O destinatário de uma entrega já não é necessariamente outro advogado. Frequentemente, envolve profissionais de negócios, finanças, marketing ou tecnologia.
Diante disso, os serviços jurídicos precisam ser pensados e executados de forma holística, promovendo eficiência, clareza e integração entre o jurídico e as demais áreas da empresa. Para os escritórios, essa realidade impõe ajustes urgentes em três frentes:
- Forma de entrega dos trabalhos
- Canais de relacionamento com o cliente
- Linguagem utilizada para comunicar resultados e estratégias
Como implementar o Legal Operations na prática
O conceito de Legal Operations vem sendo desenvolvido por meio de iniciativas estruturadas de inovação, voltadas a analisar, planejar e oferecer suporte à prática jurídica de forma ampla e multidisciplinar.
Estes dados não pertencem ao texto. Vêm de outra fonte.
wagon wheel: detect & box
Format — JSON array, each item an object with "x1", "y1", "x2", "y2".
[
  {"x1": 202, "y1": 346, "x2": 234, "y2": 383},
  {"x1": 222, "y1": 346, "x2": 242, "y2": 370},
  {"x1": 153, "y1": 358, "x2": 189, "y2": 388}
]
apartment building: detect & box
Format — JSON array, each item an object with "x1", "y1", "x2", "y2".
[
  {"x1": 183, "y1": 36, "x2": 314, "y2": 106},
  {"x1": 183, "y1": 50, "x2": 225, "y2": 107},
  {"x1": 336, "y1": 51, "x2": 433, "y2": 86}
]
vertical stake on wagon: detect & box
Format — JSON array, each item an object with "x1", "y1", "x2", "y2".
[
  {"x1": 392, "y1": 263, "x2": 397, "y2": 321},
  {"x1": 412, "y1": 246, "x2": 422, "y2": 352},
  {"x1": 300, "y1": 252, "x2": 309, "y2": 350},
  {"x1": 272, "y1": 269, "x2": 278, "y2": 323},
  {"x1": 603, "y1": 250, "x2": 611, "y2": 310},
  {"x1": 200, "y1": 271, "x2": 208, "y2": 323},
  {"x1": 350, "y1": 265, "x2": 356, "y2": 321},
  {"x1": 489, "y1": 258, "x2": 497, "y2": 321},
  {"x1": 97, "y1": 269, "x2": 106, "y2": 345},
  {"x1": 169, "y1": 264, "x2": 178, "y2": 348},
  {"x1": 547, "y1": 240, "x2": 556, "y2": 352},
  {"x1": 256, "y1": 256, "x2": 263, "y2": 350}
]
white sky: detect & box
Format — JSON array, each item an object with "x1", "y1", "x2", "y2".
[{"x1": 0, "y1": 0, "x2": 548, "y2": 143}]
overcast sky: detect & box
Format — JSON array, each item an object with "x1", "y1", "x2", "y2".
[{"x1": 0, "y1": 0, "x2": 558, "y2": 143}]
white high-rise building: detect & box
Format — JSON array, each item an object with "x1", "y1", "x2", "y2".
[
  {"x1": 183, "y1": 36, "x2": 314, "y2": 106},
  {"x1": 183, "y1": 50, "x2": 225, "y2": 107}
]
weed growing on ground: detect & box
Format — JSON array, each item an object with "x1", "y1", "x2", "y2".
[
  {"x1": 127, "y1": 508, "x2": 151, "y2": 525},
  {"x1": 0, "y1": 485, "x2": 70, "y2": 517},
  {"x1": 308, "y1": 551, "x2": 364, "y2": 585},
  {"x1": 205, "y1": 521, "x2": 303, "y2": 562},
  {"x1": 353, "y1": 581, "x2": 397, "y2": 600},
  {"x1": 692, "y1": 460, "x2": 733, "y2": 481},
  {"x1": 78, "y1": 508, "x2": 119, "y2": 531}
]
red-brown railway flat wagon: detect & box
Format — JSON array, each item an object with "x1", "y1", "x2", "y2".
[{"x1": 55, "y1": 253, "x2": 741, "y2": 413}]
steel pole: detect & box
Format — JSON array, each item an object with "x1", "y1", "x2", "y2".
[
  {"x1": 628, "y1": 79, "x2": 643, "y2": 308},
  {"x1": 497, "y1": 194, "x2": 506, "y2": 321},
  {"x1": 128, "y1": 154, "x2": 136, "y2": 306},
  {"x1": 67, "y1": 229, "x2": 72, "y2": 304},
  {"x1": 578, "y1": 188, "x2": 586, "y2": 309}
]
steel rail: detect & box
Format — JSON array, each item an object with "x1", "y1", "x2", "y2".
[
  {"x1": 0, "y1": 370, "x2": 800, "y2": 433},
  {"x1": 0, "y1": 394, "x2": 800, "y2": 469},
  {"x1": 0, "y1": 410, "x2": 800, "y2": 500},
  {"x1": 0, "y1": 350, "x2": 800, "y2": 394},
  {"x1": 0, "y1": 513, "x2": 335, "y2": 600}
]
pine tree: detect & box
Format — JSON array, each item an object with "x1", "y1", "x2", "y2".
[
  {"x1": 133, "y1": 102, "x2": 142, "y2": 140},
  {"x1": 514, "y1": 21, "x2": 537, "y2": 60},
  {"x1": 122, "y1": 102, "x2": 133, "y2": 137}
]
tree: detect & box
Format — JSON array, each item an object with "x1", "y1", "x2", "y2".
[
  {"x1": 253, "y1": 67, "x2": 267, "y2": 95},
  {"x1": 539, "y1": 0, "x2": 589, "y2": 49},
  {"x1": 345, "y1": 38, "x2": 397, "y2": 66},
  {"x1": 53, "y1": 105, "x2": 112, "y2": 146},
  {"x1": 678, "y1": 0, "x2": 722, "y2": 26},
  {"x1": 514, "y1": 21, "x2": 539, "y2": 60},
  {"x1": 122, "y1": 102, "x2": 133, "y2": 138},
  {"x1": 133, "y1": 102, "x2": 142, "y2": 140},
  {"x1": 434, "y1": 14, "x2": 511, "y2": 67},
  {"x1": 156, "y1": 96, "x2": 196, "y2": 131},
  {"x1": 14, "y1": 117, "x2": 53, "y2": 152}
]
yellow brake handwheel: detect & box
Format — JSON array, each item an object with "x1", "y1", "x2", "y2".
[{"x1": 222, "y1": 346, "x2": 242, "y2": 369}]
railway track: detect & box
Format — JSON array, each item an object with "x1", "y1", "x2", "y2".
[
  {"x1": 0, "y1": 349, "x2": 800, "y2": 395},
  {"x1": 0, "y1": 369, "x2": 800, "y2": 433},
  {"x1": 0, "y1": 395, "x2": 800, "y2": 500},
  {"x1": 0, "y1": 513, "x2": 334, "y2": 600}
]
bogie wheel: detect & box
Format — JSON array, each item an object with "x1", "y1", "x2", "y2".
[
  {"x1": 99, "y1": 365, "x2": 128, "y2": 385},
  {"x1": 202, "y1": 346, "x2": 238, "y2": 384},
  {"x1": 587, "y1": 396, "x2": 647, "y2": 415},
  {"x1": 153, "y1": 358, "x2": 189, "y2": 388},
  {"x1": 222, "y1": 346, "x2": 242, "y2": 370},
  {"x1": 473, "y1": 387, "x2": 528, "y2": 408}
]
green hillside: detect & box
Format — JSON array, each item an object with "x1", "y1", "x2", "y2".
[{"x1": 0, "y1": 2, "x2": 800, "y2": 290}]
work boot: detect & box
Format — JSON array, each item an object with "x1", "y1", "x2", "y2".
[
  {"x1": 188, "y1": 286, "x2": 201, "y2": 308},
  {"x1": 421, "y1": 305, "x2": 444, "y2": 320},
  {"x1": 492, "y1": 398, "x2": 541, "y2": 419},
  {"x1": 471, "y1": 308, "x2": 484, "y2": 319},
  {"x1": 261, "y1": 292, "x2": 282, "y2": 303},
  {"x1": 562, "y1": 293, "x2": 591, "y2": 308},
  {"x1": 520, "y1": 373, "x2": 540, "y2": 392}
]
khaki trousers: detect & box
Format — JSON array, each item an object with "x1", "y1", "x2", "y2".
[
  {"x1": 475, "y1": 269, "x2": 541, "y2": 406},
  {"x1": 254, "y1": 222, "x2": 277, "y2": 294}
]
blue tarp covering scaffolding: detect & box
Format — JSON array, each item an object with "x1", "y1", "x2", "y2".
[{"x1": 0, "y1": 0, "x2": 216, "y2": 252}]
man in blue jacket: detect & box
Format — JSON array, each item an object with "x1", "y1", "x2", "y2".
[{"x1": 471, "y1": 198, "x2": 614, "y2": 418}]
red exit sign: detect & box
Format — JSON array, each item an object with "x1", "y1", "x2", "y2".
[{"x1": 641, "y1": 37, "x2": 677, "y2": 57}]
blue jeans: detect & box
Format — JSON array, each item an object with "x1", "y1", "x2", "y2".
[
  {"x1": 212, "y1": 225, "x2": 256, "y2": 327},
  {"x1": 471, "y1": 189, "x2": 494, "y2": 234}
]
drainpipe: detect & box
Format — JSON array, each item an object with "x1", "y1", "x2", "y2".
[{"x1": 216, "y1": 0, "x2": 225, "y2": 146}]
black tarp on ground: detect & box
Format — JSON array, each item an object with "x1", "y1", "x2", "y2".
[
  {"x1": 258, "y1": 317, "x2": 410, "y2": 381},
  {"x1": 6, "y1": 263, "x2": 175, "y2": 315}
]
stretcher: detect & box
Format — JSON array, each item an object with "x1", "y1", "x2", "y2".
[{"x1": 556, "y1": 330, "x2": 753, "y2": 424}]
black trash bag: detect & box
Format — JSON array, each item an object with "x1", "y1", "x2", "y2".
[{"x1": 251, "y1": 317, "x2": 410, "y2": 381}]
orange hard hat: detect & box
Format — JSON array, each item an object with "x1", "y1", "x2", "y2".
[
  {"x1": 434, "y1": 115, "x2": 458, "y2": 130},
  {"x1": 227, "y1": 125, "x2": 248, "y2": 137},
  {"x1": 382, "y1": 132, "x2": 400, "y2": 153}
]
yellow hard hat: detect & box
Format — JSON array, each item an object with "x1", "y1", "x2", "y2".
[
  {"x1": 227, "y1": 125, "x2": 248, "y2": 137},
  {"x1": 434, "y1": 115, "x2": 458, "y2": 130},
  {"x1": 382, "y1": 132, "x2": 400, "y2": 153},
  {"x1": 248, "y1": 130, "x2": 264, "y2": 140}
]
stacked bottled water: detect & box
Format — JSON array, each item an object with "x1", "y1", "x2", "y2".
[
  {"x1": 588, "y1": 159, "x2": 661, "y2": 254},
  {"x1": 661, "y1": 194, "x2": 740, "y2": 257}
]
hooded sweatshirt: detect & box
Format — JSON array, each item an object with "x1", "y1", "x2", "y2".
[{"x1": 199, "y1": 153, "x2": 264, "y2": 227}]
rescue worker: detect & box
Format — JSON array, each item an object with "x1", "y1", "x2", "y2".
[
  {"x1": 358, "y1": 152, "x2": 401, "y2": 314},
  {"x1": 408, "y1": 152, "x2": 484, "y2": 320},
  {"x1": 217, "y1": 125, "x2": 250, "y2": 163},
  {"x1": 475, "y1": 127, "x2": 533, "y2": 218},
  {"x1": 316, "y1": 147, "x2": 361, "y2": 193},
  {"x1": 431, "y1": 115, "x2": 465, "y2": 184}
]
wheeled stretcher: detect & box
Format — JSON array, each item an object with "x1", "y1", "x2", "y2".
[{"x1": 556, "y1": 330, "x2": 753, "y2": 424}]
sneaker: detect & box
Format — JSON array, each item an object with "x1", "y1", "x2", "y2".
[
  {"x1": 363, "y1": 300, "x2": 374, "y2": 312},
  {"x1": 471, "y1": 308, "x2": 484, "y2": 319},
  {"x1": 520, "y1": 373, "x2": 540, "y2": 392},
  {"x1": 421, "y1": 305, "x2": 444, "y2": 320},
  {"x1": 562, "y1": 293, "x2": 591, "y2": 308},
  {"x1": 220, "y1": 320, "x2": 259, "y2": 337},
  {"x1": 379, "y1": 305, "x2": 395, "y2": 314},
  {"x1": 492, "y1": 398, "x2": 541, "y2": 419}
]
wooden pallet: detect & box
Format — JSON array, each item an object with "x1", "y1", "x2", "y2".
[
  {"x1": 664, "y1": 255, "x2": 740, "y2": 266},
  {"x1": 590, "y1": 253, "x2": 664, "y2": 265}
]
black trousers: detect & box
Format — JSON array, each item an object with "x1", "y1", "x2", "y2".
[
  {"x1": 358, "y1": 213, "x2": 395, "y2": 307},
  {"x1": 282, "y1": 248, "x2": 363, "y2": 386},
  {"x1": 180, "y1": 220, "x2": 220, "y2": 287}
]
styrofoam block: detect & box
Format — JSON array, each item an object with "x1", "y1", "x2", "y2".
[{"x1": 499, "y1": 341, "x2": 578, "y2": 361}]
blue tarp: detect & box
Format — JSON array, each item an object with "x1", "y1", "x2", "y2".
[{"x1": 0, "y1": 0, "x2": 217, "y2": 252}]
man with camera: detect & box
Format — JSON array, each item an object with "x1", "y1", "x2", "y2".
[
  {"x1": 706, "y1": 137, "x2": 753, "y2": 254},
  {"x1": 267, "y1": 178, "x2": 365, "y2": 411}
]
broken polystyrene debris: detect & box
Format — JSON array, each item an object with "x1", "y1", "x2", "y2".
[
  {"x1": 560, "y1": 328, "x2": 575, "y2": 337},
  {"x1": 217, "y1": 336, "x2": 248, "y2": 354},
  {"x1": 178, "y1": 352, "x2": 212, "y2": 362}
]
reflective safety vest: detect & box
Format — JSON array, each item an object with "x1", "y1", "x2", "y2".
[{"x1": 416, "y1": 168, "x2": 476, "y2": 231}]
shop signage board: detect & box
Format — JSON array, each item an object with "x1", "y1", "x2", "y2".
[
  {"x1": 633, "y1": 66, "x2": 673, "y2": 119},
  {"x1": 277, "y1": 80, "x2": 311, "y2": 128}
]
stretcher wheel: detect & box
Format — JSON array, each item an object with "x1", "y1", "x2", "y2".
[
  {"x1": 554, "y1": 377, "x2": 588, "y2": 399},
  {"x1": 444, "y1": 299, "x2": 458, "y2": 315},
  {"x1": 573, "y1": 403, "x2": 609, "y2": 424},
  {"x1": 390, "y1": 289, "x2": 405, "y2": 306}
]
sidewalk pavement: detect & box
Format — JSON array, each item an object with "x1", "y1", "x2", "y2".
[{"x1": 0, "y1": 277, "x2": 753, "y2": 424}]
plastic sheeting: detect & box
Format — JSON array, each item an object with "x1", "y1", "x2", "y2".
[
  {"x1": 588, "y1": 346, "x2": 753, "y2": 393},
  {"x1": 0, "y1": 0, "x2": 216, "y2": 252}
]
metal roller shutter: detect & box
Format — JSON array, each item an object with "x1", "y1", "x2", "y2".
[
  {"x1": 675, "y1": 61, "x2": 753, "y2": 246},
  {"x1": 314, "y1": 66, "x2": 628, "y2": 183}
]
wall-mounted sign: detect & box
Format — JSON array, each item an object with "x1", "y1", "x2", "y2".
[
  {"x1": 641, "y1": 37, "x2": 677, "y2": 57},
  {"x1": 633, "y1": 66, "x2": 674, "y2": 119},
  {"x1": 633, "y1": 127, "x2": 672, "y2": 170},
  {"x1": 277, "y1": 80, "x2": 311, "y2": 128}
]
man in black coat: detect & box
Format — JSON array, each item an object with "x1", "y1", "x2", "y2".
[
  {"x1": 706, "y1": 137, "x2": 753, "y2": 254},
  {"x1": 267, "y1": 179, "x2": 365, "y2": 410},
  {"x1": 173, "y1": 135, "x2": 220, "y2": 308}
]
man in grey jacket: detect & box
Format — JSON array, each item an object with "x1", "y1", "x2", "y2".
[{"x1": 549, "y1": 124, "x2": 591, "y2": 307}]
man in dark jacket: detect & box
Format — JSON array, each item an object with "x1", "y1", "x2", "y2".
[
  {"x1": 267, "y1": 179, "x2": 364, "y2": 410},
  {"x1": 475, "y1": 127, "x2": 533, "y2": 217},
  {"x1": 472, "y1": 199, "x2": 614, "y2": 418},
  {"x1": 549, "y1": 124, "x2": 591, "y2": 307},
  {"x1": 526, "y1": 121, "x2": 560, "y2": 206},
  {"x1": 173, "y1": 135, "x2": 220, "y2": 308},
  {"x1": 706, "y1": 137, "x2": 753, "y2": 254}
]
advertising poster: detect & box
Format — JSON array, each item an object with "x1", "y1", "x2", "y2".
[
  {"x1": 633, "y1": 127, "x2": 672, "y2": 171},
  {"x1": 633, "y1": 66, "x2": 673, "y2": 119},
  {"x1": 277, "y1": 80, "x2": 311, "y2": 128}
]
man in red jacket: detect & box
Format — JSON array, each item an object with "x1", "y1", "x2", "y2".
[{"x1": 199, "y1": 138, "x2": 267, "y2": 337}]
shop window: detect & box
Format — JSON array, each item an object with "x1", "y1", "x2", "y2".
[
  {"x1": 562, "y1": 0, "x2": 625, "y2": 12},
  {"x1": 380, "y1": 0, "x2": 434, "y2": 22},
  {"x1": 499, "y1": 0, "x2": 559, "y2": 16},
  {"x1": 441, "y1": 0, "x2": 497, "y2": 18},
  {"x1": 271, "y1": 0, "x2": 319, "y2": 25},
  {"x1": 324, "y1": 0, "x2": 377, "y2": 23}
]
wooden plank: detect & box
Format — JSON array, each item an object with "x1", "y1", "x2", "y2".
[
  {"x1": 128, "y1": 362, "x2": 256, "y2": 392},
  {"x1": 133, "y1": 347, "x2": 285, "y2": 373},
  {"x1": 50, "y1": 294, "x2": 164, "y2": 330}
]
Não se trata apenas de incorporar novas tecnologias. É sobre implementar as ferramentas certas, nas atividades certas, alinhando esses esforços a:
- Ações culturais: capacitação, gestão do conhecimento e aprimoramento da comunicação
- Abordagens metodológicas: legal design, gestão de projetos, plataformas digitais e análise de dados
Legal Operations: não é tendência, é realidade
A transformação não é simples — mas é inevitável. Com os princípios de Legal Operations ganhando força no meio jurídico, as empresas estão otimizando suas operações e, consequentemente, exigindo que os escritórios acompanhem essa evolução de forma alinhada e estratégica.
Ao integrar pessoas, processos e tecnologia, esse novo modelo redefine a forma de atuar no Direito, tornando o mercado jurídico mais competitivo, colaborativo e complexo.
Como já antecipava Richard Susskind: o que antes era apenas uma visão de futuro, hoje, é a realidade presente.
Artigo originalmente publicado no Migalhas.